Making pasta in Naples
In southern Italy, close to Naples, the region called Campania is considered to be the best place to make pasta. And it is only because of suitable climate conditions. The durum wheat is able to grow all year round and usually it is slowly dried in the open air.
The first pasta factory was opened in Venice
Italy’s first pasta factory was opened in 1740 by Paolo Adami who was authorized by Venice. The factory’s licence ensured that the authorized person will teach local children how to make fine pasta and other secrets to keep the traditions and competitive advantage in the region.
Italians eat 13 million tonnes of pasta a year
According to Statista, $10.281 million was spent on pasta worldwide in 2017. It is equal to 4764.2 million kilograms of pasta food. The volume is expected to amount to 4,879.6 million kilograms by 2021.
Italy keeps the first position in pasta consumption, with America and Russia just behind. There are a few predictions made that Russia eventually will take over the second place of pasta consumers . However, speaking about the global comparison in revenue, China leads.
Shape has meaning
Italians can proudly count around 600 shapes of pasta. Strict rules define the use of pasta: a particular dish has a specific shape of noodles. For example, Italians wouldn’t use tiny ditalini in anything else except a soup. Neither do they eat spaghetti with whatever.
“Each shape has something it’s especially good at: long, thin pasta sweeps up thinner sauces; thick noodles balance out rich, meaty ones; short, hollow pastas are perfect for when you want to pick up a mouthful of pasta, a scoop of sauce and chunks of meat or veg at the same time; while the smallest ones add just the right bite to a bowl of soup.”(The Local)
A particular dish has a specific shape of noodles
Pasta can be sweet
Yes, it can. And it’s not chocolate pasta we’re talking about. In Renaissance Italy, it was common to eat pasta with sugar, cinnamon and soft cheese. Nowadays, it can be served with honey and pistachios or almond ravioli stuffed with ricotta and orange zest.
In the early 1930s, Italian thinkers and artists were opposed to pasta claiming that the consumption of Italy’s favourite food is bad for people. The poet Filippo Tommaso Marinetti wrote that pasta causes “pessimism, nostalgic inactivity and neutralism”. Marco Ramperti, a fellow member of the Futurist movement, added: “spaghetti poisons us” and “our thoughts wind round each other, get mixed up and tangled like the vermicelli we have taken in”.

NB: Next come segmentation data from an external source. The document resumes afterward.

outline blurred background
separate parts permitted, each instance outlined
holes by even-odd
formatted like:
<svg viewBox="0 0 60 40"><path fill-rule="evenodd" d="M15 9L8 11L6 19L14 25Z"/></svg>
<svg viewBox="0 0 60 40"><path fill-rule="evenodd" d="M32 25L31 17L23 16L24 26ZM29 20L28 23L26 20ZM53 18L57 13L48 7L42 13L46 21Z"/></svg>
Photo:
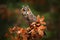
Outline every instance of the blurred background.
<svg viewBox="0 0 60 40"><path fill-rule="evenodd" d="M45 17L46 36L42 40L60 40L60 0L0 0L0 40L7 40L4 34L17 24L28 27L20 9L28 5L34 15Z"/></svg>

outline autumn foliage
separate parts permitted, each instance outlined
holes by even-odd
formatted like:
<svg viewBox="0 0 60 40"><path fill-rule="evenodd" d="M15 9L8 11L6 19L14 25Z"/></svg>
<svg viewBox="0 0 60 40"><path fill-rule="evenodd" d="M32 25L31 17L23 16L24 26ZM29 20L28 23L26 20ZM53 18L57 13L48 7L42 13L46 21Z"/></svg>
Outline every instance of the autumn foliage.
<svg viewBox="0 0 60 40"><path fill-rule="evenodd" d="M36 22L32 22L28 28L18 26L8 28L9 33L6 33L5 36L10 37L11 40L39 40L44 36L45 25L44 16L40 18L38 15Z"/></svg>

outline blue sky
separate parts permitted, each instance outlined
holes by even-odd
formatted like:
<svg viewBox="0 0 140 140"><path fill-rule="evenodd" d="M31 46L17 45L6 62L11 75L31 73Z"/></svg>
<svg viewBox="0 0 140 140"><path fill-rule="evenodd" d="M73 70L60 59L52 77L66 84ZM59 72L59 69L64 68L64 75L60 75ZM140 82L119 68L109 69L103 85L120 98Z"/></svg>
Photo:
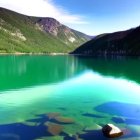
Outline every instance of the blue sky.
<svg viewBox="0 0 140 140"><path fill-rule="evenodd" d="M140 25L140 0L55 0L87 24L69 25L87 34L126 30Z"/></svg>
<svg viewBox="0 0 140 140"><path fill-rule="evenodd" d="M54 17L89 35L140 25L140 0L0 0L0 6L26 15Z"/></svg>

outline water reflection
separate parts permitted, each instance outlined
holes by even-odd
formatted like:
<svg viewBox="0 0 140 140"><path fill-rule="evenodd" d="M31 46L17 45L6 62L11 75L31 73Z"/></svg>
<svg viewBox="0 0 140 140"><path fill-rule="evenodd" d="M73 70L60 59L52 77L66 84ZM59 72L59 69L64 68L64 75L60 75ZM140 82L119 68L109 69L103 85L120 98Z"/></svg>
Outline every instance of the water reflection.
<svg viewBox="0 0 140 140"><path fill-rule="evenodd" d="M135 58L92 58L77 57L79 63L105 76L124 78L140 83L140 60Z"/></svg>
<svg viewBox="0 0 140 140"><path fill-rule="evenodd" d="M56 83L84 69L72 56L0 56L0 90Z"/></svg>
<svg viewBox="0 0 140 140"><path fill-rule="evenodd" d="M50 132L60 132L64 140L105 140L107 123L125 130L121 139L140 138L138 60L2 56L0 64L0 139L51 139ZM75 123L48 120L48 112Z"/></svg>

The movement didn’t affect Italians, they were consuming pasta in the same amounts.
The benefits of pasta
Some studies were made to research how beneficial is pasta to humans. It seems, pasta helps us stay slim: it is related to Mediterranean diet which is based on fresh vegetables and olive oil. It also contributes to making the heart more resilient to heart attacks. Moreover, other studies reveal that pasta contributes to our happiness: noodles increase levels of serotonin, the body’s happiness chemical. Finally, Italians enjoy longer lifetimes than anyone else. It’s pretty strong argument to have pasta for lunch today!